POLITISCHE FEDER | Strategien für Betreuung und Wohnen im Alter und bei Behinderungen

17.06.2025 Tschoff Löw

Der Ständerat debattiert in diesen Tagen über ein wichtiges Thema: eine ganzheitliche Sicht auf Betreuung und Wohnen von betagten Menschen und Menschen mit Behinderungen. Einmal mehr stellt sich die Frage: Gelingt es der Politik, das Korsett des Tagesgeschäfts zu überwinden und in die Zukunft blickend zu gestalten?

Dass wir heute noch stark in den Kategorien Behinderung oder Alter sowie ambulant und stationär denken und Gesundheits- und Sozialpolitik nicht zusammenführen, hängt massgeblich mit den bestehenden Finanzierungssystemen und den daraus bedingten Abgrenzungen zusammen.

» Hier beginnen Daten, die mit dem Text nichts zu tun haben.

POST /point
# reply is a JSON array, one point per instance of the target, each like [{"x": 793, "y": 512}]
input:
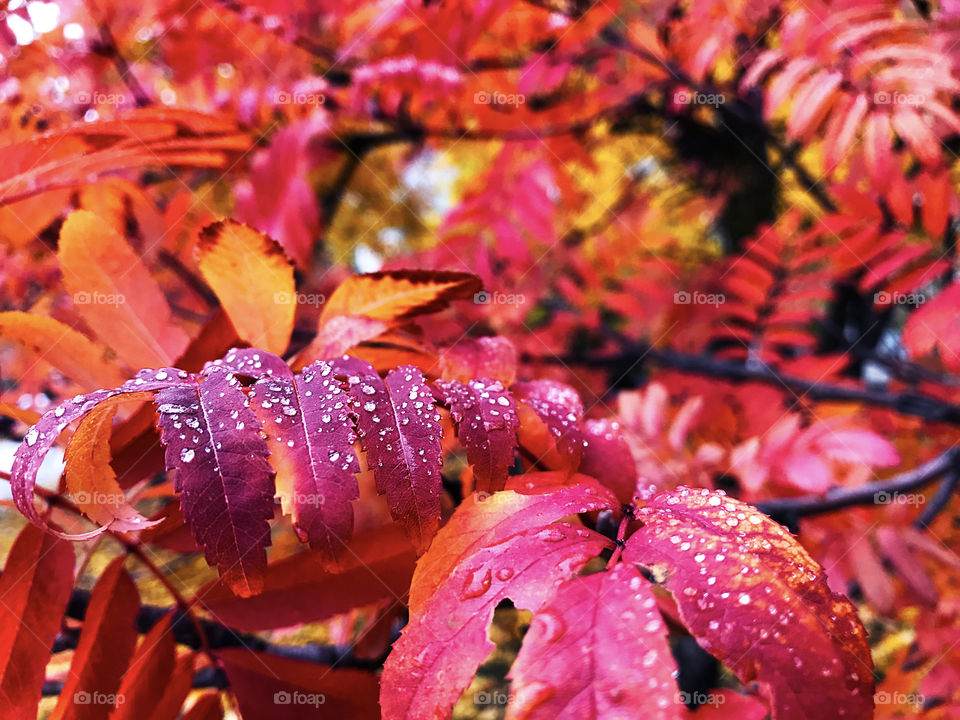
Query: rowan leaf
[
  {"x": 508, "y": 545},
  {"x": 598, "y": 650},
  {"x": 253, "y": 279},
  {"x": 212, "y": 442},
  {"x": 394, "y": 295},
  {"x": 756, "y": 600},
  {"x": 486, "y": 418},
  {"x": 76, "y": 356},
  {"x": 103, "y": 652},
  {"x": 400, "y": 432},
  {"x": 114, "y": 292},
  {"x": 309, "y": 427},
  {"x": 35, "y": 587},
  {"x": 90, "y": 479}
]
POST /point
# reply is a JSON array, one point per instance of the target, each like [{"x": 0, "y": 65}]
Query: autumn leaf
[
  {"x": 596, "y": 650},
  {"x": 506, "y": 546},
  {"x": 213, "y": 444},
  {"x": 114, "y": 292},
  {"x": 756, "y": 600},
  {"x": 72, "y": 353},
  {"x": 105, "y": 647},
  {"x": 395, "y": 295},
  {"x": 35, "y": 586},
  {"x": 253, "y": 280}
]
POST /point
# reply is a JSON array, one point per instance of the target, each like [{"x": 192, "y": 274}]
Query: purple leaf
[
  {"x": 400, "y": 431},
  {"x": 41, "y": 437},
  {"x": 309, "y": 428},
  {"x": 486, "y": 418},
  {"x": 223, "y": 478}
]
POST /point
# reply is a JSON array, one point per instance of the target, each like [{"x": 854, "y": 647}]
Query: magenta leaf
[
  {"x": 309, "y": 427},
  {"x": 756, "y": 600},
  {"x": 400, "y": 432},
  {"x": 486, "y": 418},
  {"x": 598, "y": 650},
  {"x": 226, "y": 490}
]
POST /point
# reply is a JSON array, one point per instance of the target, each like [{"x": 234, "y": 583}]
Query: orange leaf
[
  {"x": 90, "y": 478},
  {"x": 35, "y": 587},
  {"x": 115, "y": 294},
  {"x": 399, "y": 294},
  {"x": 76, "y": 356},
  {"x": 253, "y": 278},
  {"x": 106, "y": 644}
]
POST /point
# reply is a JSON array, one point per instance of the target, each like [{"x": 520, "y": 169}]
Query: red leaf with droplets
[
  {"x": 34, "y": 587},
  {"x": 597, "y": 650},
  {"x": 756, "y": 600},
  {"x": 106, "y": 644},
  {"x": 223, "y": 478},
  {"x": 486, "y": 418},
  {"x": 505, "y": 546},
  {"x": 560, "y": 410},
  {"x": 309, "y": 427},
  {"x": 400, "y": 432}
]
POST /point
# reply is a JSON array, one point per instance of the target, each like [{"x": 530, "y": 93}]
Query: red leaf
[
  {"x": 35, "y": 587},
  {"x": 507, "y": 545},
  {"x": 756, "y": 600},
  {"x": 106, "y": 644},
  {"x": 267, "y": 686},
  {"x": 400, "y": 432},
  {"x": 486, "y": 418},
  {"x": 224, "y": 481},
  {"x": 597, "y": 650}
]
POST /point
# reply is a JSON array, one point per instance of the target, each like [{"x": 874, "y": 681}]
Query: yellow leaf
[
  {"x": 253, "y": 280},
  {"x": 90, "y": 366},
  {"x": 114, "y": 292}
]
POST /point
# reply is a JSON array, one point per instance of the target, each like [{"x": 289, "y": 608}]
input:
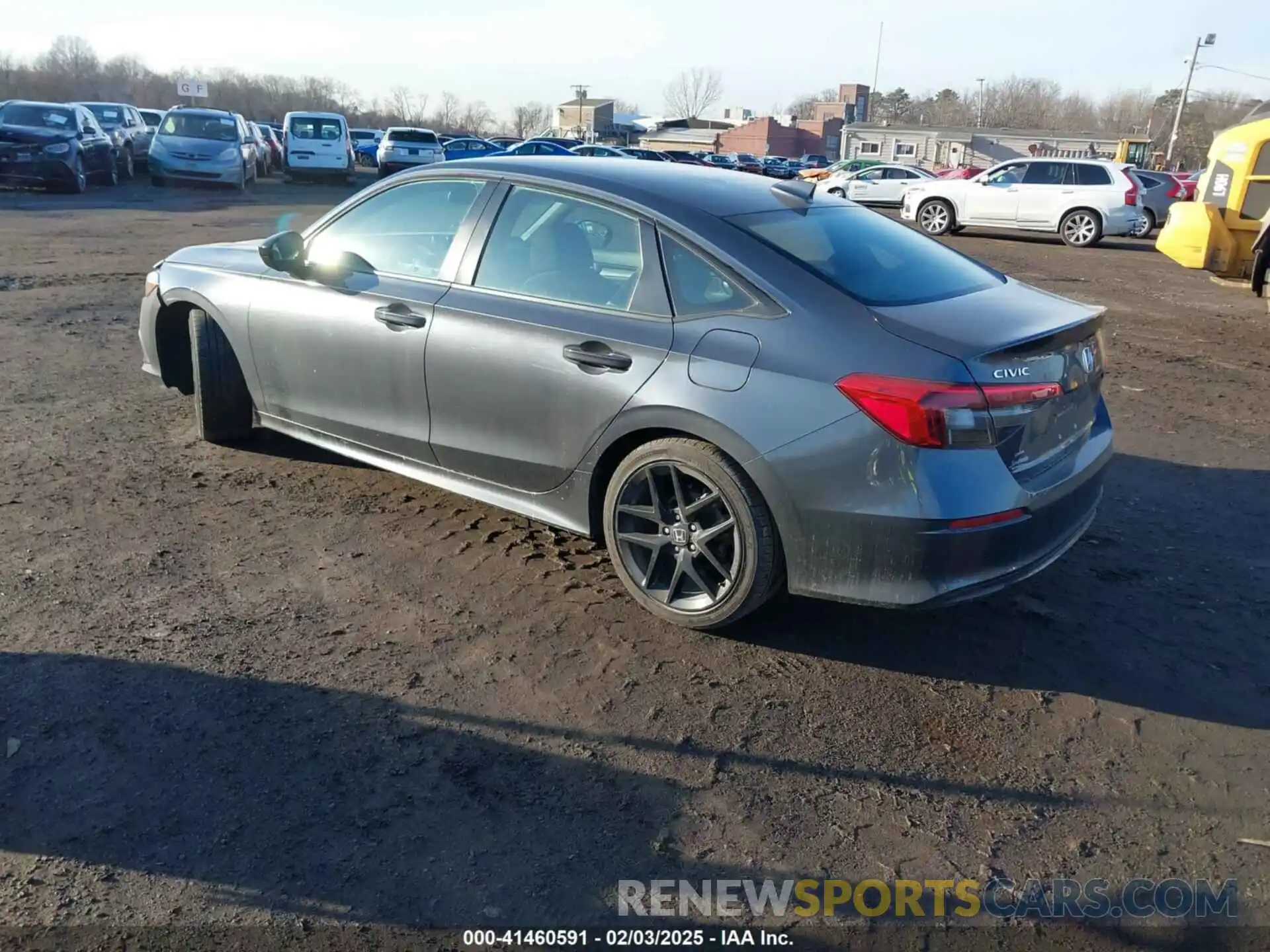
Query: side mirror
[{"x": 284, "y": 252}]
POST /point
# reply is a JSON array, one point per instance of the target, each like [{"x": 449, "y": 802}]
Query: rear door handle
[
  {"x": 595, "y": 353},
  {"x": 399, "y": 317}
]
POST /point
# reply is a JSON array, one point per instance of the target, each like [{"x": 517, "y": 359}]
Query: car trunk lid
[{"x": 1015, "y": 339}]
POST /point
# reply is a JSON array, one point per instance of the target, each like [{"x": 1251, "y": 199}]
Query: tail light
[{"x": 939, "y": 415}]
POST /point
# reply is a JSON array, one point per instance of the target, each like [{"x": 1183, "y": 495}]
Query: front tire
[
  {"x": 1081, "y": 229},
  {"x": 935, "y": 218},
  {"x": 222, "y": 404},
  {"x": 1147, "y": 226},
  {"x": 690, "y": 535}
]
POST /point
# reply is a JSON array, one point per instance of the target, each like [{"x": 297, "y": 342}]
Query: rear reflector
[
  {"x": 939, "y": 415},
  {"x": 977, "y": 521}
]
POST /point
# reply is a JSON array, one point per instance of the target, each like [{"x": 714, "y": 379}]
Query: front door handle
[
  {"x": 399, "y": 317},
  {"x": 595, "y": 353}
]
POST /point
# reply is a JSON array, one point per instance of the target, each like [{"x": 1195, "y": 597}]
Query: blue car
[
  {"x": 470, "y": 147},
  {"x": 539, "y": 146}
]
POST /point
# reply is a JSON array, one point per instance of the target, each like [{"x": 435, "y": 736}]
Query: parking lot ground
[{"x": 258, "y": 684}]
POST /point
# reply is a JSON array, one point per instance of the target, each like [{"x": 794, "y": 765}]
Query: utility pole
[
  {"x": 873, "y": 89},
  {"x": 1209, "y": 40}
]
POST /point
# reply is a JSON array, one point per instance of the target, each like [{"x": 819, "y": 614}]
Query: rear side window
[
  {"x": 698, "y": 288},
  {"x": 1089, "y": 175},
  {"x": 314, "y": 127},
  {"x": 874, "y": 259}
]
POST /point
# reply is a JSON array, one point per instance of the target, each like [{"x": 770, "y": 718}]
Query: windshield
[
  {"x": 216, "y": 127},
  {"x": 415, "y": 136},
  {"x": 316, "y": 127},
  {"x": 48, "y": 117},
  {"x": 874, "y": 259},
  {"x": 107, "y": 114}
]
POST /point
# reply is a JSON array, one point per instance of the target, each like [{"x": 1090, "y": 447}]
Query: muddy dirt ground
[{"x": 263, "y": 684}]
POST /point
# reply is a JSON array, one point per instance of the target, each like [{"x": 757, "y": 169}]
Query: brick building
[{"x": 766, "y": 136}]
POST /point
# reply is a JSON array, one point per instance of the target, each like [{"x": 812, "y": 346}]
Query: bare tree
[
  {"x": 529, "y": 118},
  {"x": 694, "y": 92}
]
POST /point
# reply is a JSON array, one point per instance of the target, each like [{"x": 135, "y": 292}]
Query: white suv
[{"x": 1082, "y": 200}]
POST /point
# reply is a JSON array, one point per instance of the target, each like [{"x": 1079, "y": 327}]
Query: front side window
[
  {"x": 1007, "y": 175},
  {"x": 563, "y": 248},
  {"x": 48, "y": 117},
  {"x": 698, "y": 288},
  {"x": 1046, "y": 175},
  {"x": 404, "y": 230},
  {"x": 872, "y": 258}
]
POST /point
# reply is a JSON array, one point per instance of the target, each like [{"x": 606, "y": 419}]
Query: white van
[{"x": 316, "y": 145}]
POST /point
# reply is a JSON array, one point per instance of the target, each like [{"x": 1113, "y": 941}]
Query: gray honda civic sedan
[{"x": 738, "y": 385}]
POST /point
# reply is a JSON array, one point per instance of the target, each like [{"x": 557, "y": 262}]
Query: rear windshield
[
  {"x": 107, "y": 114},
  {"x": 413, "y": 136},
  {"x": 220, "y": 128},
  {"x": 314, "y": 127},
  {"x": 874, "y": 259},
  {"x": 37, "y": 116}
]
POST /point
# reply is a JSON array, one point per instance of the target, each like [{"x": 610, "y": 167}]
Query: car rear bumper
[{"x": 878, "y": 545}]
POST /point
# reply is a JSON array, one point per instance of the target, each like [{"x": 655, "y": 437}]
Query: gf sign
[{"x": 192, "y": 88}]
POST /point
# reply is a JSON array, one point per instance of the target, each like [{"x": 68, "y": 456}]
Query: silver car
[
  {"x": 740, "y": 385},
  {"x": 204, "y": 145}
]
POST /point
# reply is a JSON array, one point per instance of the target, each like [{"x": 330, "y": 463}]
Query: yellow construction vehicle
[
  {"x": 1137, "y": 151},
  {"x": 1226, "y": 230}
]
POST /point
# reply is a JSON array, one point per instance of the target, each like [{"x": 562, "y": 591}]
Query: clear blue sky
[{"x": 508, "y": 51}]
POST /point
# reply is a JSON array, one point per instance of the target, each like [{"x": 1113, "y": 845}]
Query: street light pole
[{"x": 1209, "y": 40}]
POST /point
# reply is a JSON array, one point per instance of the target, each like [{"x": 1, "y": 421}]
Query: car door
[
  {"x": 341, "y": 349},
  {"x": 1042, "y": 193},
  {"x": 867, "y": 187},
  {"x": 95, "y": 146},
  {"x": 995, "y": 197},
  {"x": 546, "y": 334}
]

Die Trennung von Unterstützungs- oder Assistenzleistungen in ambulante und stationäre Leistungen ist vornehmlich einer Finanzierungslogik geschuldet und entspricht keiner durchgängigen, auf die Bedürfnisse der betroffenen Personen ausgerichteten Leistungspalette.

«Die Trennung von Unterstützungsleistungen in ambulante und stationäre Leistungen ist vor allem einer  Finanzierungslogik geschuldet.» Tschoff Löw, Leiter Politik von ARTISET

Im Fokus stehen heute die Stärkung der Selbstbestimmung respektive die Aufrechterhaltung der Autonomie und die Anpassung von Unterstützungsleistungen unabhängig von Kriterien wie Alter oder Behinderung. Wir befinden uns in einer Übergangszeit. Das Jahrzehnte lang gültige Verständnis von fremdbestimmter Unterstützung ist im Wandel begriffen: vom allumfassenden Fürsorgeprinzip hin zu einer partizipativen, bedürfnisorientierten Begleitung von Menschen, mit dem Ziel einer möglichst autonomen Lebensführung.

Der Bundesrat zeigt sich für gewöhnlich nicht erfreut über Vorstösse, die die Ausprägungen der heutigen Sozial- oder Gesundheitspolitik infrage stellen. Die in der Regel ablehnende Haltung des Bundesrats setzt sich zusammen aus dem Verweis auf bereits laufende Arbeiten und die bestehende Kompetenzverteilung zwischen Bund und Kantonen. Eigentliche Partycrasher. Doch allzu lange funktioniert diese Haltung nicht mehr. Denn zu dringend sind die anstehenden Probleme, um diese mit der gängigen Taktik des «Pflästerlens» lösen zu können.

Der Ständerat hat es in der Hand, nachdem der Nationalrat grünes Licht gegeben hat, dem Bundesrat den Auftrag zu erteilen, Strategien für Betreuung und Wohnen im Alter und bei Behinderungen zu entwickeln.